Loving the Books of Ashley Herring Blake

Back at the end of 2018 I was able to read an advance copy of Ashley Herring Blake’s The Mighty Heart of Sunny St. James. It was the first I had heard of this author who writes both Middle Grade and YA, but I immediately knew that Blake was an author that I had to get to know better. I finally managed to find the time to read Ivy Aberdeen’s Letter to the World and it was just so good! Not surprising at all the Blake was given a Stonewall Honor Award for this book.

Blake’s books are ones that not everyone might pick up if they are not encouraged. She writes middle grade LGBTQ+ books featuring young girls who are not sure how they feel about boys or girls (spoiler – they like girls). But there is so much more to these books than that and I just wish that more people would read them! Blake creates characters who are trying to figure themselves out. These are coming-of-age stories that just also happen to be coming out stories. I fell in love with both protagonists and know that many middle grade students would empathize with the journeys that these girls are going on. Both books deal with the fear of what others might think of you and how sometimes that seems like a more important issue than what you think of yourself.

In The Mighty Heart of Sunny St. James, Blake opens with 12 year old Sunny St. James going in for a heart transplant. She needs the new heart to survive, but has turned her surgery into a personal rebirth. She wants to actually live again. She wants to experience life, find a new best friend (after having been stabbed in the back by her old one), and her big wish is to kiss a boy for the first time. The surgery is a great success, but when she wakes up, not only does she have her three goals to go after, but her mysterious mother who abandoned her 8 years earlier has shown up again.

Sunny is like any 12 year old girl. She is struggling to find her place in the world. She is struggling to balance what she wants out of life vs what she thinks everyone else expects. She has all of these emotions that she doesn’t understand and doesn’t know how to talk about making life a confusing jumble. This is the plight of many 12 year olds. Add to the fact that she has been wondering for some time what it would be like to kiss a girl, adds an extra layer of confusion.

In Ivy Aberdeen’s Letter to the World, Ivy is a young artist who we meet right before a tornado levels her house. She keeps all of her thoughts, hopes, and dreams in an art journal that she keeps, and a lot of pictures that feature two girls holding hands. It is the one item that she brings with her as they run for cover, but somehow she loses it in the shelter for displaced people. That would be bad enough, but then someone starts leaving individual pages in her locker with mysterious notes telling her to come clean about her identity. At the same time, Ivy has just started a friendship with Jane, the local doctor’s daughter. She has lots of secrets of her own, but Jane and Ivy quickly become close.

Ivy’s concerns about how the world sees her occupy her thoughts a lot of the time. She has felt invisible at home since her twin brothers were born. She used to be close to her older sister, until she over hears part of an argument that makes Ivy feel that she can’t be open and honest with her. Now she is having “feelings” for June and isn’t sure what they mean. Ivy has to find a way to figure out everything that is going on in her life and a way to be true to herself. Of course she figures it out by the end, this is a MG novel anyway, but it is the how she figures it out that makes your heart soar.

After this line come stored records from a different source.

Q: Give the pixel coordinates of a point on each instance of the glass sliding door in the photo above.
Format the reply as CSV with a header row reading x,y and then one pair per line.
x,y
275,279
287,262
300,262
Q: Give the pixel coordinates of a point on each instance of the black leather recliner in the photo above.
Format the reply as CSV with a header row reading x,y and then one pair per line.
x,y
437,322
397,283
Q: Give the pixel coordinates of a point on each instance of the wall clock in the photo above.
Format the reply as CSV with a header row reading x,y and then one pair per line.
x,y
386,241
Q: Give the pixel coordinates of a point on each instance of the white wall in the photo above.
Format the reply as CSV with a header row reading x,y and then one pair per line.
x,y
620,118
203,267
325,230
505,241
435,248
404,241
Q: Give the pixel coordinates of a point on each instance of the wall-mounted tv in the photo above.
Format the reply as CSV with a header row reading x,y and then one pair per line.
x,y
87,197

Don’t pass these books up people. They are heartwarming middle grade reads that any child can appreciate. I don’t know how Ashley Herring Blake does it, but she gets these characters and gives them such heart. Sunny is just a girl who wants a fresh start with a positive attitude. Ivy needs to find a way to get her words (via art) out instead of hiding them from everyone in her journal. They are going through the same drama as any other kid with the added difficulty of being extra confused by their feelings towards other girls. These are beautiful and important books to bring mirrors and windows to more people.